Je sais, c’est jeu, n’est-ce pas, les jeux sont faits et les je sont défaits, déconstruction à l’ego land, démolition, en cours, et dans les règles, et sans recréation. C’est jeu, et le joueur, le joueur c’est l’autre, c’est toi, et le joué, le jouet c’est moi, déjouée, désenjouée, je suis le jouet disloqué d’un joueur éméché. C’est sans intérêt, je devrais me casser, c’est ce que je pense, et je casse, je décompense, laisse tomber les intérêts, les désintérêts, laisse tomber c’est moi qui paie, c’est ma tournée. Les je sont faits comme rats dans l’encrier.

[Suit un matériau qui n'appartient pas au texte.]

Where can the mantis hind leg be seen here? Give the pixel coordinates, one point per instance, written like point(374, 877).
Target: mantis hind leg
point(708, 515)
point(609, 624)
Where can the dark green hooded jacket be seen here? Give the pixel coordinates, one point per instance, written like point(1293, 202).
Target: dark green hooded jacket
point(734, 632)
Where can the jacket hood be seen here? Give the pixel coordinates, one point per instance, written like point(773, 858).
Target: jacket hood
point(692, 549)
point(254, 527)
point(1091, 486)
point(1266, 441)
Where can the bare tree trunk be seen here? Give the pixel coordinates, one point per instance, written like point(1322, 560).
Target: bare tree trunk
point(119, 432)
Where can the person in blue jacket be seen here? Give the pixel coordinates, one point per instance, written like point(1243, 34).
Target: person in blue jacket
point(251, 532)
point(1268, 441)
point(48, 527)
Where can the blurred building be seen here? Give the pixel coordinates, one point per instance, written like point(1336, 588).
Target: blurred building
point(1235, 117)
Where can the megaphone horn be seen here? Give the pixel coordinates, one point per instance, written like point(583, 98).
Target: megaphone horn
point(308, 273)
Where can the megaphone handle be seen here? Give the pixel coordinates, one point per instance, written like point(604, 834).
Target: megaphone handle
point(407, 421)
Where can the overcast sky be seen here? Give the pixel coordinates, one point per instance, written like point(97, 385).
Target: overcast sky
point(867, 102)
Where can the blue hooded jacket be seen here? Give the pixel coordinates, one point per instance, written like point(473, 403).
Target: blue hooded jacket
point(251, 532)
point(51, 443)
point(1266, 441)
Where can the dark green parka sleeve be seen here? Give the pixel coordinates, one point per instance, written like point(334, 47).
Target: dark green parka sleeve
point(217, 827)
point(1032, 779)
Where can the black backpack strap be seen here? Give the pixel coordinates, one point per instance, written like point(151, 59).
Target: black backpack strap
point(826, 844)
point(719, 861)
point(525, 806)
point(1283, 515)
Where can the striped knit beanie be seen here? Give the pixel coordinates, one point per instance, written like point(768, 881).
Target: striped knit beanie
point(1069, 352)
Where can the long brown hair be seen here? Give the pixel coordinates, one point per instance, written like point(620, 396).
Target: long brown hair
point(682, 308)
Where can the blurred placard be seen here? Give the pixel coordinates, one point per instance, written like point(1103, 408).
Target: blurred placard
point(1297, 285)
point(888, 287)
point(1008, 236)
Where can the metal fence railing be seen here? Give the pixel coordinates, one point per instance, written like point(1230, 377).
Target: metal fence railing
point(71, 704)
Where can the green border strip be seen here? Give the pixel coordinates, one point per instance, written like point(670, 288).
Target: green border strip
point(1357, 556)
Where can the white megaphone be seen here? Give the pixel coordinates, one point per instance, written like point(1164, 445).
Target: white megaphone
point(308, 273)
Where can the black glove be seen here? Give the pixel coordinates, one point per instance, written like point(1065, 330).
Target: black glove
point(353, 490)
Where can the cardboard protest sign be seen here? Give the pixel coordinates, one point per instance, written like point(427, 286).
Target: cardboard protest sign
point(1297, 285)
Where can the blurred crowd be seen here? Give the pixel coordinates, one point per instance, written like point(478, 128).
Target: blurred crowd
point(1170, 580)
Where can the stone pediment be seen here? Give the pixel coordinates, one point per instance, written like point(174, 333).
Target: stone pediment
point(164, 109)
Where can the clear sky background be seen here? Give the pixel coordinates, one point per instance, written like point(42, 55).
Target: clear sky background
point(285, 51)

Je ne comprends pas, les buts, les règles, je con prends, j’ai tort. J’ai toujours tort. Je sais. Tu m’aimes. Tu sais quoi, je crois même que tu y crois, c’est moi qui ne te crois plus, tu m’aimes, comme le chat aime la souris, tu aimes jouer avec moi. Je laisse des traces, des traces de pas, comme qui dirait négation, je ne sais plus, qui tu es, qui je suis. Je ne sais plus ce que je vaux, lassitude, lourde peine, est-ce que vraiment tu vaux la peine ?

Je ne sais plus rien de toi, le silence m’évide, l’absence m’efface, jouet, désillusion oblique, on ne voit pas toujours bien avec le cœur, jouet cassé, débris épars au plancher des peaux de vache. Je et un autre, débâcle, des baffes et pleure, pour quelque chose ou bien pour rien, jouet mécanique sous la patte du chat, souris. Souris, c’est gagné, le chat aime la souris et disloque d’une patte blasée les os fragiles, et tire les moustaches de soie, les fait claquer. Pan sur le bec, jette au mur, en plein dedans. Dans le mur. Murmure du silence, ça couine les souris coincées.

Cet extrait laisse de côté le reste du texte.